Chapter 17 – Woods Cross

Tracing my Mormon pioneer roots because my story began with those who came before.

Freeways cut through what was once Daniel’s homestead. Shopping centers have sprung up on land once filled with fruit trees in orchards surrounding his adobe home. A part of his west pasture became a community train station called Woods Cross.

The story of the Woods Cross Station was one my mother told many times. I imagine her father, Leslie, also shared it with her as a child.

My mother’s version described Daniel leaving to go on a mission for the church. Daniel took the train home at the end of his mission. He was unaware a railroad company had built a train station through his farm. Nearing his farm, the train conductor, whose job was to alert passengers to upcoming stops, called out, “Woods Cross,” to which my grandfather replied, “Yes, and he’s damn cross too!

My mom took joy in sharing this oral tale. I always giggled when she said “damn” since this word was sinful for Mormons. I would have liked this grandfather, I thought.

Through research, I was able to add more details to the story.

In 1869, Mormons had been in Utah for about twenty years. Salt Lake City was the hub for church and government activity. Brigham Young was still the church prophet, a role he would hold for nearly thirty years until his death. He had also served as Utah’s first governor.

The Union Pacific Railroad had built tracks in the Utah territory, but Young wanted to connect the forty miles between Ogden and Salt Lake City. The Union Pacific Railroad was not keen to take on his project, so Young looked at alternatives, including asking Daniel Wood to request he sells some of his acreages for a train station.

Brigham Young had a history of asking Daniel for things. He asked Daniel to stay behind and farm instead of emigrating with the first wave of saints. He asked him to take Peninah as a second wife, help rescue distressed saints, and adopt native orphans.

Daniel and Young had heated negotiations before agreeing to build a train station on the west pasture. A railroad company was formed, and community donations of money and labor were used to make the tracks.

Daniel and Peninah’s son Daniel Cotton logged and hauled tons of timber from a nearby canyon to make railroad ties. He took pride that each one he hewed was free of defects. He was paid fifty cents for each one.

A few months after the project was underway, Daniel, almost seventy, and his teenage son Peter left to begin a six-month mission trip to Canada. Even though his parents had died, Daniel hoped to persuade other family members to join the church. Daniel also wanted to research and record family genealogy.
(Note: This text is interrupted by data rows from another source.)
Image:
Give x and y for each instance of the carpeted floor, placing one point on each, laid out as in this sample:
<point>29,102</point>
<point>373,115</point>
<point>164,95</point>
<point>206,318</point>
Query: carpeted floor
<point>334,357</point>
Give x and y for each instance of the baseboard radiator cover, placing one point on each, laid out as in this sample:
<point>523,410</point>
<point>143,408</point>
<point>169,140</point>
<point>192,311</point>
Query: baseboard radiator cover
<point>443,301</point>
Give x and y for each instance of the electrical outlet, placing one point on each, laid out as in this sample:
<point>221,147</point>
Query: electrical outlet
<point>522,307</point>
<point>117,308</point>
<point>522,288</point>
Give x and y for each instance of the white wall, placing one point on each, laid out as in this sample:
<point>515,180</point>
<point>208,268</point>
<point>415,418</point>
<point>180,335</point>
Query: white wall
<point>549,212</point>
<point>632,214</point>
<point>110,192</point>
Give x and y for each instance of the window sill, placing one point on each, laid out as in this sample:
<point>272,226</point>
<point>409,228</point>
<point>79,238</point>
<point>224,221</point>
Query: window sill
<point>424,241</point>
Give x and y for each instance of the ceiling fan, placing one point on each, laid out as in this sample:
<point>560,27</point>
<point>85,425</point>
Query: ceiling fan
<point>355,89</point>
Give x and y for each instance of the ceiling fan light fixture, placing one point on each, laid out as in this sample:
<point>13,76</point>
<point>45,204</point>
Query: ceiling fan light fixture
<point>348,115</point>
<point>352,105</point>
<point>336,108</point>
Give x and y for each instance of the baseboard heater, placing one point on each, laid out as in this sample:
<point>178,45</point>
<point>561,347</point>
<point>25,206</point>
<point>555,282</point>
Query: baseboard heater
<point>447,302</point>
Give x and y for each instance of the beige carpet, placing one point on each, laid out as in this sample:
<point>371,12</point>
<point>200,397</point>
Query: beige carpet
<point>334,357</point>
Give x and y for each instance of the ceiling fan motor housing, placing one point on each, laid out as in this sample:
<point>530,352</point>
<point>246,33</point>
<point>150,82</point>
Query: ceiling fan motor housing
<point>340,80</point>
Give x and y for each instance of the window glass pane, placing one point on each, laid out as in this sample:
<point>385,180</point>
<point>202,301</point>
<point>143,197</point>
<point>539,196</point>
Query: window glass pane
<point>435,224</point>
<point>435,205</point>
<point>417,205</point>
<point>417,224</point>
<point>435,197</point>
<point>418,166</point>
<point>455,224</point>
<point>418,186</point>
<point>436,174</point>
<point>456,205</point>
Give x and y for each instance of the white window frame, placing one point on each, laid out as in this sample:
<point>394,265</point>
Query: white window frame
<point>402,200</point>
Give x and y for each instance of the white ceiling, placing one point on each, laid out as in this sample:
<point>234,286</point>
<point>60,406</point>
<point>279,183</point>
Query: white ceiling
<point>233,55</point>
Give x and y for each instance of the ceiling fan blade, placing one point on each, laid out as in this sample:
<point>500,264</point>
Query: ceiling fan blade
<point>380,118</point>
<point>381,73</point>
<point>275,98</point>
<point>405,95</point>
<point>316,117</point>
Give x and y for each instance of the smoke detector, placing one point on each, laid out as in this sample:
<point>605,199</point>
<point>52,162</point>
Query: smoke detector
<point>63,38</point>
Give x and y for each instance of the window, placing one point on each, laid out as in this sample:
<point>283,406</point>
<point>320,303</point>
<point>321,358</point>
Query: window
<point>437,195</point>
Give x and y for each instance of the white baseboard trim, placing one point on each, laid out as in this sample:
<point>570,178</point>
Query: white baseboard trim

Peter, who could read and write much better than Daniel, was to act as a scribe.

Daniel was comfortable leaving with the railroad project underway since there were clear stipulations of land use, and the project was progressing smoothly.

Unfortunately, while in Canada, Daniel received a letter informing him that the train station was being constructed further in his field than he had agreed. He was not happy about this.

Upon completion, as part of the celebration, free rides were given. Daniel was not in a celebratory mood when he returned a few months later, for he knew the station was not where he and Young had agreed it would be.

Daniel traveled by train at night and awoke to the conductor signaling the upcoming stop by calling “Woods Cross.” He stood up and said, “Cross? Yes, and damn cross too.” Daniel’s anger continued when he stepped off the train in the middle of his cornfield.

Outraged, Daniel invited the community to a meeting at his home. He wanted the station moved from the middle of his field to an area closer to the existing road. He asked for his neighbor’s support by signing a petition he later presented to Brigham Young and other railroad officials.

It doesn’t say how much convincing it took or whether Daniel needed to remind Young of all the ways he had helped the church in the past. Eventually, Daniel got his way, and the station was relocated.

I was thrilled my bloodline included a man willing to swear and stand against religion and a corporation because his moral compass told him it was the just and right thing to do.

Why didn’t he use this same fury to fight against slavery, especially when Utah voted to make owning human beings legal within its territory? He did not call his neighbors for meetings to discuss the horrific treatment of native tribes and the stealing of their land. Nor did he create petitions asking to eradicate the ban on blackness which the church wickedly perpetuated.

Once again, I feel pride and disappointment in him. I am attempting to do what he did not do. And whether real or imagined, I believe he regrets his inaction and is cheering me on.